Magie kroch an den Wänden der Höhle entlang, verwandelte die Finsternis in eine blau-glimmende Dämmerung. Das war nicht die übliche Magie, die aus dem Innern der Erde stammte, aus dem Leben der Menschen und Tiere und Pflanzen, dies war eine andere Art, eine von den Sternen, aus der Tiefe der Nacht. Hayes hörte sich selbst atmen, tausendfach verstärkt durch die unendlichen Kanten und Ecken, die bis in die Tiefe reichten. Das Pferd schnaubte. Weiß-blauer Dampf kroch durch die Nacht.
Hayes schloss die Augen, öffnete ihren Geist. Die Welt erlosch. Eiseskälte legte sich auf ihre Gedanken, verschob sie, bis es klickte. Sie konnte das Wesen sehen, so wie ein Hai sein Opfer sieht, ein Tiger, ein Wolf … sie konnte fühlen, was nicht existierte, um zu wissen, was existierte.
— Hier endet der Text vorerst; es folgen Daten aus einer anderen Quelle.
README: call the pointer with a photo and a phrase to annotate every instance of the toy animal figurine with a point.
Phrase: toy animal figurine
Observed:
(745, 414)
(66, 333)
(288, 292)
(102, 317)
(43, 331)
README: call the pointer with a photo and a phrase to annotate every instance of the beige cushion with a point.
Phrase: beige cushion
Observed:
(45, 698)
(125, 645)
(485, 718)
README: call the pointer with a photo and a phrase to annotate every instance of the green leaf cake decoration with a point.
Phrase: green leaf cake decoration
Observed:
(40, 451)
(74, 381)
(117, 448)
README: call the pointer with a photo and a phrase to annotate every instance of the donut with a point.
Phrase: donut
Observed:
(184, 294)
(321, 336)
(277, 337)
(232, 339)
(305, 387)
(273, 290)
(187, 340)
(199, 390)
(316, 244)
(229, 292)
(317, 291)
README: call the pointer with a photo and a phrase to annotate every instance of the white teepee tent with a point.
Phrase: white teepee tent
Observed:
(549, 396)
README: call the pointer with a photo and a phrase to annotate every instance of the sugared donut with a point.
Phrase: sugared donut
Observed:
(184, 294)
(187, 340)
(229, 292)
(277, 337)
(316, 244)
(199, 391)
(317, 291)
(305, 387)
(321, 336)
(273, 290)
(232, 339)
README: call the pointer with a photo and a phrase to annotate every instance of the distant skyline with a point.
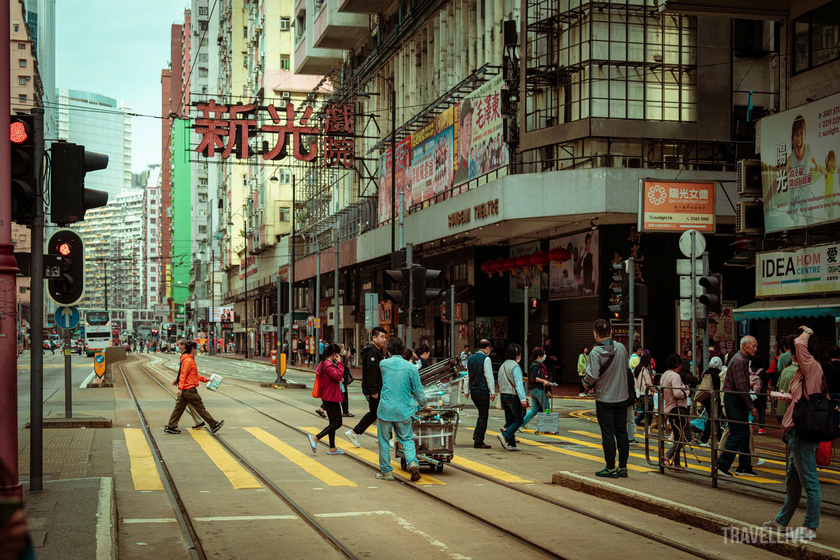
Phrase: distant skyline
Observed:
(118, 49)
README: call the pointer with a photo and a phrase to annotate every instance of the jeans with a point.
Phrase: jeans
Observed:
(482, 403)
(369, 417)
(739, 434)
(513, 417)
(801, 472)
(538, 404)
(612, 419)
(404, 435)
(334, 414)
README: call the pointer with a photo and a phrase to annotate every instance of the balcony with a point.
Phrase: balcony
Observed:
(337, 30)
(363, 6)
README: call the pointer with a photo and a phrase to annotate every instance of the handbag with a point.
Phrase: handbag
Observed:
(814, 416)
(704, 390)
(823, 454)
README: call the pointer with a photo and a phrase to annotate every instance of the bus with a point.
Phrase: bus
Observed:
(97, 331)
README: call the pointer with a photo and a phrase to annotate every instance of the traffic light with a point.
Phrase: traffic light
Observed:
(712, 296)
(533, 307)
(69, 197)
(24, 173)
(68, 288)
(422, 292)
(620, 287)
(401, 277)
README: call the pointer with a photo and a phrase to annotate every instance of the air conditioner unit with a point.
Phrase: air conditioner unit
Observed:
(749, 177)
(749, 217)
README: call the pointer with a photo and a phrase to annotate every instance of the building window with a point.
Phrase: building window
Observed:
(816, 37)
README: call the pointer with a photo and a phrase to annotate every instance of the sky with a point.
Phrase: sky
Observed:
(118, 49)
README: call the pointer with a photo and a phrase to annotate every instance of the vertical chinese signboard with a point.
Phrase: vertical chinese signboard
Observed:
(677, 206)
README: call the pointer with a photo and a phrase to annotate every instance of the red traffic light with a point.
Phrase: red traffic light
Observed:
(17, 132)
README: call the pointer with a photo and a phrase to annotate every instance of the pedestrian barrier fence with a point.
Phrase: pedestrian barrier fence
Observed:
(717, 429)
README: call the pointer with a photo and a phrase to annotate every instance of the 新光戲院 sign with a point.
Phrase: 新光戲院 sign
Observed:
(798, 164)
(807, 270)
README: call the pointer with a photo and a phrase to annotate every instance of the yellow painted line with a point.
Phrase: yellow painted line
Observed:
(373, 458)
(306, 462)
(483, 469)
(238, 476)
(144, 471)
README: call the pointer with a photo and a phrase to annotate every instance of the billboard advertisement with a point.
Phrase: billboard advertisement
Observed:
(798, 160)
(578, 276)
(806, 270)
(678, 206)
(481, 132)
(220, 314)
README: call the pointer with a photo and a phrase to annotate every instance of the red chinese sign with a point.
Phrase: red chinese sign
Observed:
(225, 128)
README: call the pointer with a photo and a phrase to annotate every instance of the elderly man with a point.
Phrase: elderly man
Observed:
(400, 388)
(738, 408)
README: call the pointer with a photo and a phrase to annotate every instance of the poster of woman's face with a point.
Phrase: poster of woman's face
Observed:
(578, 276)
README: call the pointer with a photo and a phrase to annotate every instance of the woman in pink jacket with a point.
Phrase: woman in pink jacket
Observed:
(802, 466)
(329, 373)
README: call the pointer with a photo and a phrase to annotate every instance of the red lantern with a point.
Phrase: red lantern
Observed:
(559, 254)
(540, 259)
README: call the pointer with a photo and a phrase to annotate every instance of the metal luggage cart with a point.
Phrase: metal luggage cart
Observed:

Ein Schatten schob sich in den unmöglichen Raum. Die Leute in der Kneipe hatten Recht gehabt – und dennoch hatten sie untertrieben. Sie wirbelte herum. Die Kreatur schwieg lauter als sie hätte schreien können. Es war ein Bär, fast dreimal so groß wie Hayes, aber sein Kopf war nicht real, war ein kreischender Kristall, ein Stein, der sich tief in dessen Hals geschoben hatte, bis das, was von dem Tier geblieben war, nur noch Schmerz und Terror war. Hayes hätte gerne überlegt, wie das Monster geschaffen worden war – war der Stein vom Himmel gefallen oder das Tier beim Sturz in die Tiefe in einem der Kristalle gelandet? – aber die Kreatur war schneller als jeder Gedanke. Seine langen Arme peitschten nach vorn, versuchten, sie zu zerquetschen. Sie tauchte unter dem Schlag hinweg, hob ihr Schwert und streifte mit der Klinge beide Pfoten. Schwarzes, stinkendes Blut schoss aus den Wunden, die sich jedoch nach Augenblicken wieder schlossen. Ein Maul öffnete sich dort, wo sonst der Hals in den Körper überging. Eine schwarze Zunge rollte in die Freiheit, peitschte umher, suchte nach einem Opfer.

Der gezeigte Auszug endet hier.